SVR,Support Vector Regression,支持向量回归
1. SVR问题引出
有样本集 \(D=\{(\boldsymbol{x_1},y_1),(\boldsymbol{x_2},y_2),\ldots,(\boldsymbol{x_m},y_m)\}\)。其中, \(\boldsymbol{x_i}\)是一个样本,列向量;\(y_i\)为回归目标,\(y_i \in \mathbb{R}\)。 找到一个回归模型\(f(x) = \boldsymbol{w}^T\boldsymbol{x} + b\),使得\(f(\boldsymbol{x})\)与\(y\)在损失为\(\epsilon\)不敏感损失下尽可能接近,其中回归线由落在\(\boldsymbol{w} \cdot \boldsymbol{x} + b - \epsilon = 0\)与\(\boldsymbol{w} \cdot \boldsymbol{x} + b + \epsilon = 0\)区域内的点参与构建
2. 数学表达
假设样本结果为y, 预测结果为\(\widehat{y}\),定义\(\epsilon\)不敏感损失为: \[
L_\epsilon(y, \widehat{y}) =
\left\{
\begin{aligned}
& 0 & if \ \ & \lvert y - \widehat{y} \rvert < \epsilon \\
& \lvert y - \widehat{y} \rvert - \epsilon & & otherwise
\end{aligned}
\right. \tag{1}
\]
上式 \(\epsilon > 0\),epsilon的意义:在离回归线上下\(\epsilon\)都不计入损失,其回归线可以看成回归线上下\(\epsilon\)区域边界组成的回归带,落在在回归带上的点x损失为0,预测\(\widehat{y}\)为固定x后回归带的中点
误差为epsilon不敏感,使用L2正则的模型为: \[J = C \sum_{i=1}^m L_\epsilon(y, \widehat{y}) + \frac{1}{2}\lVert\boldsymbol{w}\rVert^2 \tag{2}\]

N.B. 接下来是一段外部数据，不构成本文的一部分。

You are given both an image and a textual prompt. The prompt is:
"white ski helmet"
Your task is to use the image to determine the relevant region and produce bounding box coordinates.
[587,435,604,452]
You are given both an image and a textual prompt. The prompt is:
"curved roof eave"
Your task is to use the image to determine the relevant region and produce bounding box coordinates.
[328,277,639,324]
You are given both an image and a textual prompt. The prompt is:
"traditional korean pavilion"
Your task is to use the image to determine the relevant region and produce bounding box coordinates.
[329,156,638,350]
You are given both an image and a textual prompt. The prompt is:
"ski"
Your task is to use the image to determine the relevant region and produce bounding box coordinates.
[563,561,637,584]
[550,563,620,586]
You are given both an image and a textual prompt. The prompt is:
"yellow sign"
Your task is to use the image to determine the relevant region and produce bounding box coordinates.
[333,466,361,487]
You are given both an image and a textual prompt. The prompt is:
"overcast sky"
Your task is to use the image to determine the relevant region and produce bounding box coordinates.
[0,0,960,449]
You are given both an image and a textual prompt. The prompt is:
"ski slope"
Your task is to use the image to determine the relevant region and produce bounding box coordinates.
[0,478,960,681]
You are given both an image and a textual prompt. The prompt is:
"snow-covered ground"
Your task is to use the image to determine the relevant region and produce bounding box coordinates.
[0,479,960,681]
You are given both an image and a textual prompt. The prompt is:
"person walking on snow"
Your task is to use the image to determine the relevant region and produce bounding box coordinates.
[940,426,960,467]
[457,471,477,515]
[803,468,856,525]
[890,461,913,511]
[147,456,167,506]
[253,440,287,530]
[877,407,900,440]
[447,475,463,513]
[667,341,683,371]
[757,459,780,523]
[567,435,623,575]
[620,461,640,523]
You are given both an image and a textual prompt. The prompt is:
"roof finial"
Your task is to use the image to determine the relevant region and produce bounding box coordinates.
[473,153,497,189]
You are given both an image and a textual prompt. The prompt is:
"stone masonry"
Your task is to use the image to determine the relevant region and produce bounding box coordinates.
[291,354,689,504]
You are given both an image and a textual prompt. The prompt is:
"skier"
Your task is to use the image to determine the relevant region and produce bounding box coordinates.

2.1. \(2\epsilon\)回归带能够覆盖所有点的情况
对于固定的\(\epsilon\),所有点均在回归带上的情况: \[ \left\{ \begin{aligned} obj\ :\ \ & \min_{\boldsymbol{w},b,\epsilon} \frac{1}{2}\lVert\boldsymbol{w}\rVert^2 \\ st\ :\ \ & \lvert f(\boldsymbol{x_i})- y_i \rvert \leqslant \epsilon \end{aligned} \right. \tag{3} \]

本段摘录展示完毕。